BITE ME: the frazzled

don't ask why. ask why not.

BITE ME: the frazzled

Bite Me is a special 14-installment series based on an undercover  stint at a supermarket to draw out lessons on how to better relate to challenging colleagues in the workplace and how to be a better colleague.

These “profiles” are based on real people who wanted free food.

It’s cheeky and deliciously honest.

To read the others:
Introduction
The Humble
The A-Hole
The Slob
The Negative
T
he Snob
T
he Mute
The Righteous
The Culturally Insensitive
T
he Oblivious

9

The Frazzled
get organized

The Personality

The Frazzled is so flighty that I just want to glue a day planner on his arm. The Frazzled looks frazzled, as if he has never owned an iron or a hairbrush in his life. He makes his way towards my table, a carton of juice in one hand, a baguette in another, and a bag of falling apples, leaving an apple trail behind him. When he gets to my table, the Frazzled – who is really nice – asks me how I’m doing, chats a bit, then has to put everything down to pick up a sample. He smiles at me before noticing that one of his apples has wandered over to the meat counter. He runs to catch up to it, apologizing. He may even have forgotten a kid or two playing apple hockey in the Produce section.

He comes back and thanks me, and then starts to pick up his groceries again, and then says to himself, “oh, no, my keys.” He puts everything down to search his pockets. Meanwhile, another apple tries to escape this disorganized man. The Frazzled finds his keys, picks up the wayward apple and his other groceries again. He realizes he forgot something in the last aisle and rushes back to get it, leaving the baguette at my table. He heads off without having sampled anything, forgetting the reason why he came to me in the first place.

A nice man, but I wonder how many more apples (or kids) he will lose before heading to his car, if he remembers where he parked it.

It’s Not Me, It’s You…

The Frazzled is so disorganized, he looks disorganized. His clothes are always just a bit crumpled and his shoes haven’t been shined since the Carter administration. He comes to meetings with an armful of papers, none of which are clipped or stapled, in folders that are bent and have seen better days.

If he’s running a meeting or presenting, everyone is a little bit wary because he usually starts in the middle and tries to present information in a spiral formation, losing half his audience in confusion and the other in amusement. He may be brilliant, but others don’t entirely trust him, especially if in the middle of the presentation, he finds a half-eaten sandwich in between his papers.

The Frazzled has stick-it notes and small pieces of paper stuck everywhere. On these little notes are telephone numbers, client names, deadlines, all in disarray, and when you ask him a question, he has to go through a mountain to find the right stick-in note. Which he usually cannot.

Disorganization is a turn-off and it raises questions about your competency, no matter how technically skilled you may be.

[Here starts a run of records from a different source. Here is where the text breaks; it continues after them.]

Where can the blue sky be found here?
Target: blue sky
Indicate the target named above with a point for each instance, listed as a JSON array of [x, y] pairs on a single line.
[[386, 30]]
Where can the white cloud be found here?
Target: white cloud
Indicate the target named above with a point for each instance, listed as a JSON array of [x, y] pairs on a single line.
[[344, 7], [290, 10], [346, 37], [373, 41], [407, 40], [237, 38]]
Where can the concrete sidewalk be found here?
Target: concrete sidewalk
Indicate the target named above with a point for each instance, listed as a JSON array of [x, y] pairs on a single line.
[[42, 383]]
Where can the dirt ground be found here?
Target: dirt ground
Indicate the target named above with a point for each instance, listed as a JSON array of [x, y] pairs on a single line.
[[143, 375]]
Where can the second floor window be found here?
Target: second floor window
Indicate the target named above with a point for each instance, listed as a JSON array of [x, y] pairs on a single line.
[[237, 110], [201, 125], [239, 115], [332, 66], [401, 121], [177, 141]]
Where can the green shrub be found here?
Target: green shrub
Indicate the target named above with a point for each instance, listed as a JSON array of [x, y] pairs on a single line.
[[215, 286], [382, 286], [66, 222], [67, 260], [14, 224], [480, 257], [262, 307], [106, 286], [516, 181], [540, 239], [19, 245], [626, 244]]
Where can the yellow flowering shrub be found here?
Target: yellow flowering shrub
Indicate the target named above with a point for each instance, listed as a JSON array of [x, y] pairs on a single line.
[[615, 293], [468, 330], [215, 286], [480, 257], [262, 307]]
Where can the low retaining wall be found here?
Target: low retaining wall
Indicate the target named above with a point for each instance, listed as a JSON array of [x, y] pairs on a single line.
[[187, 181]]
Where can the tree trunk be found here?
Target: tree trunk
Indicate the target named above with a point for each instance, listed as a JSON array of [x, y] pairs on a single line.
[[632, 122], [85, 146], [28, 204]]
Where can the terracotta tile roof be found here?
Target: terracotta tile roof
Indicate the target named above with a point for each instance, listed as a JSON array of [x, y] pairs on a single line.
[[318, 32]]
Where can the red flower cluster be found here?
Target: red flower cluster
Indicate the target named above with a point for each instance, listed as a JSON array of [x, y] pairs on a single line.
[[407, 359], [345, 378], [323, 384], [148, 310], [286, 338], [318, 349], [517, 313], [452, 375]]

  • Share calendar. Write down each meeting and to-do list as a team that everyone can access. By enforcing a team calendar, everyone – including the Frazzled – can see who is responsible for what and when the deadlines are. Accountability is key.
  • Clarify organizing system. Ask politely and sincerely how the Frazzled organizes things. While his system may make no sense to you, it might to him. Find out what it is, so that not only are you more comfortable and perhaps realize that his system works, but it also creates awareness for him that he may need to assure others that he is more on top of it than others think.
  • Set a dress code. It isn’t necessarily to require everyone to wear the same thing, but by creating office norms in the office (i.e. no cargo pants or flip flops), it can impress upon the Frazzled that appearance does matter in the office.

It’s Me…

  • Get a planner. Whether you do this online or the old-fashioned pen-and-paper routine, write down your meetings, your tasks, and your deadlines. Don’t try to memorize your schedule or numbers, unless you certifiably have a photographic memory. Things change in an instance in the workplace, and you need to know what you’re doing and when to be able to respond quickly to these changes.
  • Organize, organize, organize. Use folders. Use binder clips. Use the methods that work for you, but separate projects so that they are easy to access whenever. You also want your files to be organized such that should you unexpectedly be out of the office and need something, you can easily ask a colleague to go into your files and pull out the X file without them needing a decoder to figure it out.
  • Groom. Take a few minutes to check the mirror to make sure you look presentable. It instills confidence in others to follow your lead.